In the current political scenario, parallels can be drawn in comparing this might on the battlefields. The brazen Russian invasion of Ukraine or the sinister designs of the Chinese dragon viz-a-viz Taiwan are not matters of conjecture but are currently alive and live in our times. The world had barely started to recover from an unprecedented pandemic and in the wake of 6.43 million deaths up to 11 August 22, Russia undertook an adventure into Ukraine, killing (or more fully, annihilating) thousands of soldiers and civilians alike over the last 6 months. The rampage they went on and the devastation that followed leaves a sorrowful picture that has neither colour nor design. The only thing certain is the number of casualties, deaths and disease. And while the world is still perplexed about the almost certain hand China had in the birth and the subsequent spread of the pandemic, there are conflicting opinions in 7 billion minds about who is the greater perpetrator of the two. So, instead of playing big brother and showing to the world that they can indeed be good Samaritans, the Russians preferred to demonstrate that they still can flex muscles that have not sagged. That there is still blood flowing through their veins, however murky and tarnished. For an average Indian, it comes as an even greater shock to highlight these blemishes in a decades-old friend, who has always stood by India’s side in good times and bad. A time-tested friendship founded on solid faith and belief in each other. But the end result: India can neither criticise nor condemn the Russian aggression, nor uphold it in any way – a precarious and unenviable situation to be in.

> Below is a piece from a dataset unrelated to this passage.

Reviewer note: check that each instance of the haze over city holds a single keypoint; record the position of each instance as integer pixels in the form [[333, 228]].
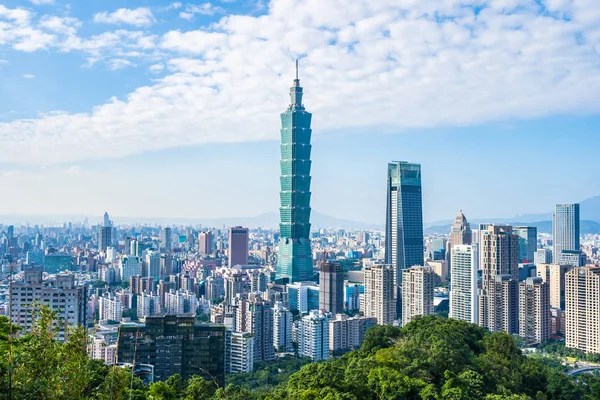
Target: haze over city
[[171, 109]]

But what is horridly stupefying is the fact that there has been no world outrage against both these actions. No serious backlash or retribution for these world-class offenders, who have taken it upon themselves to teach the world a lesson or two. America’s condemnation (of first the pandemic and then the Russian aggression) stinks of a feverish attempt to conjure a world opinion in its own favour, with little to no backup. And all of Europe that was busy telling the world what all it would do to support Ukraine in the face of an aggression!!

And while on the subject of retribution, does the world know how to calculate the price of a war? Is it strictly limited to the number of bullets fired or the number of aircrafts downed or the number of warships sunk? Heaven knows all this is just a fractional part of the whole. The food shortages and other scarcities caused, leaving the prices to soar uncontrollably in the aftermath of a war, are just some of the few instances that raise an eyebrow or two. Don’t these unaffordable prices make the world even poorer than before? What about the anguish people go through, especially those who have lost a near or dear one? Is the life of a son or a daughter or a parent replaceable? In the wake of the armies’ withdrawal, do these dead bodies come back to life, like the buildings which can be re-erected?

I am an ordinary Indian, but a very proud Indian because my country has never gone beyond our own boundary to look for freebies on the other side. Love and respect can only be got by first giving these to others. So, if more than half the world hates China because it is a habitual offender, there is little wonder. And when more than half the world unites to offer a consolidated front, it may be time for the bullies to go home. There should be no place in the world for these offenders.